Vortice formation induced by laser filamentation in gas
Experimental setup for the femtosecond laser-induced airflow formation. A femtosecond laser beam is generated by a chirped-pulse amplification laser system. A green laser beam is used as the probe beam and co-propagates with the femtosecond laser beam into the chamber.
Intense femtosecond lasers can achieve self-guided transmission over a long distance in the Earth's atmosphere, which provides a more environmentally friendly alternative to current technologies for local weather control and rainmaking/snowmaking. Researchers from the State Key Laboratory of High Field Laser Physics, Shanghai Institute of Optics and Fine Mechanics (SIOM), Chinese Academy of Sciences (CAS) conducted a series of studies about water condensation induced by femtosecond laser filamentation. Recently, this team proved that vortices formed both below and above the filaments in different ambient gases. The details of the study are reported in Chinese Optics Letters, Vol. 14, No. 3, 2016 (Vortices formation induced by femtosecond laser filamentation in a cloud chamber filled with air and helium, corresponding author: Prof. Jiansheng Liu).
The laser-induced water condensation has been confirmed both in the atmosphere and in a cloud chamber. In this process, laser-induced airflow was identified to play a key role in water condensation and snow formation. However, the conditions and the formation mechanism for vortices have not been fully understood yet.
In order to understand the mechanisms of the formation of the laser-induced airflow, airflow generation in different ambient gases was observed. The experimental and theoretical results show that vortices always form both below and above the filaments. In the experiments, femtosecond filaments were generated when intense ultrashort laser pulses were fired into a cloud chamber filled with air or helium. Vortex motion induced by laser filaments in a cloud chamber filled with air was observed only below the filaments, while vortex motion in a cloud chamber filled with helium was observed both below and above the filaments. The airflow in the cloud chamber was simulated by numerically solving the continuity energy and momentum equations of gas while using laser filaments as heat sources. The simulation results show that vortices also form above the filaments in air. The airflow above the filament was not observed in the experiments with air because of the formation of smaller particles followed by a weak Mie scattering signal. The results are essential for understanding the process of the formation of laser-induced airflow and the mechanisms of water condensation.

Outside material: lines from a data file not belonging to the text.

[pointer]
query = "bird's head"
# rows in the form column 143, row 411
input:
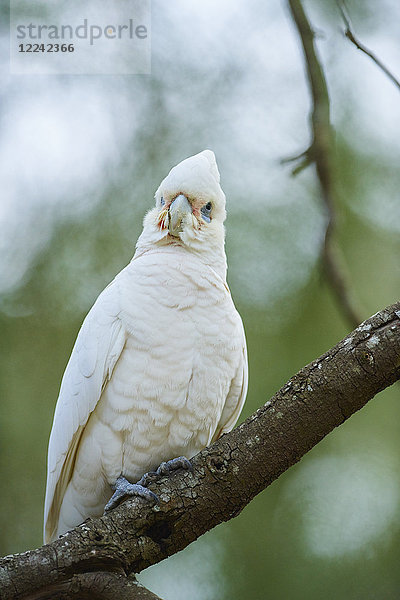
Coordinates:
column 190, row 208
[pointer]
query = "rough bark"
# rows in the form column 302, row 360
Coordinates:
column 322, row 153
column 225, row 477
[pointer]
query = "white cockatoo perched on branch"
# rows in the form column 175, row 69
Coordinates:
column 159, row 368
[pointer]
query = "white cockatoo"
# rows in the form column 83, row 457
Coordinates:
column 159, row 367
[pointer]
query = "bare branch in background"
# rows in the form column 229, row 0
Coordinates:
column 102, row 553
column 321, row 153
column 349, row 33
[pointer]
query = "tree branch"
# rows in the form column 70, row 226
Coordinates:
column 349, row 33
column 225, row 477
column 320, row 153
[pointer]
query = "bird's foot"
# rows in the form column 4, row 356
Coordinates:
column 123, row 488
column 165, row 469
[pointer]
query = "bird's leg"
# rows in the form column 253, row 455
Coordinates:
column 165, row 469
column 123, row 488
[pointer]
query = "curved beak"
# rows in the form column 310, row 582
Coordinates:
column 177, row 211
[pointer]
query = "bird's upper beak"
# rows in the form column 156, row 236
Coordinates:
column 177, row 211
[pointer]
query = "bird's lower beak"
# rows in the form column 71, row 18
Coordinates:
column 177, row 211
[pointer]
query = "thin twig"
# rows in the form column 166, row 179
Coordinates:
column 349, row 33
column 321, row 154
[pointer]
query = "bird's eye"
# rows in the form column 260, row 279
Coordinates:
column 206, row 212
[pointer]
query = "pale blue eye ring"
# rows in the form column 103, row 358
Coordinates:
column 206, row 212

The following work will be focused on the physical mechanisms of vortex formation using different experimental methods and theoretical simulation in order to lay foundations for achieving weather control by lasers.
激光丝在气体中诱导涡流的形成
图片说明:飞秒激光诱导气流形成实验装置。实验中,啁啾脉冲放大激光系统输出超短飞秒激光脉冲,绿光激光被用作探测光,飞秒光和探测光同轴射入云雾室。
飞秒强激光在大气中能够实现长距离(千米、甚至几十千米量级)自导传输,为局部天气控制并实现人工降雨、降雪提供了极具潜力且更加环保的新途径。中国科学院上海光学精密机械研究所强场激光物理国家重点实验室的研究团队在该方面做了一系列的工作并取得一定成果。近期,该团队通过实验观察了不同气体氛围中形成的涡流,证实了光丝周围都存在涡流运动。相关研究成果发表在Chinese Optics Letters 2016年第3期上(Vortices formation induced by femtosecond laser filamentation in a cloud chamber filled with air and helium, 通讯作者:刘建胜研究员)。
目前,激光诱导水凝结在云雾室和现实大气中皆被证实。激光诱导产生的涡流在水凝结过程中起着十分重要的作用。然而,人们对涡流形成的条件和机理还没有完全了解。
为了理解激光诱导形成的气流,科研人员首先将超短激光脉冲入射到空气或氦气中,形成一串等离子体通道,俗称激光丝。他们在空气中只观察到了光丝下方明显的涡流运动,而在氦气中光丝下方和上方都观察到了明显的涡流运动。理论模拟中,科研人员将光丝设定为一个热源,然后根据气体的连续性方程、能量以及动量方程,运用二维模型数值模拟了云雾室内气流的运动,从理论上证明在空气中光丝上方也存在涡流运动。空气氛围实验中观察不到光丝上方的气流运动是由光丝上方形成的凝结颗粒较小导致的。该研究结果对理解光丝诱导气流运动的形成过程及相关机理有重要意义。
后续工作主要是利用不同的实验方法及数值模拟对激光诱导水凝结的物理机制进行更为深入的研究,从而为实现激光控制天气奠定基础。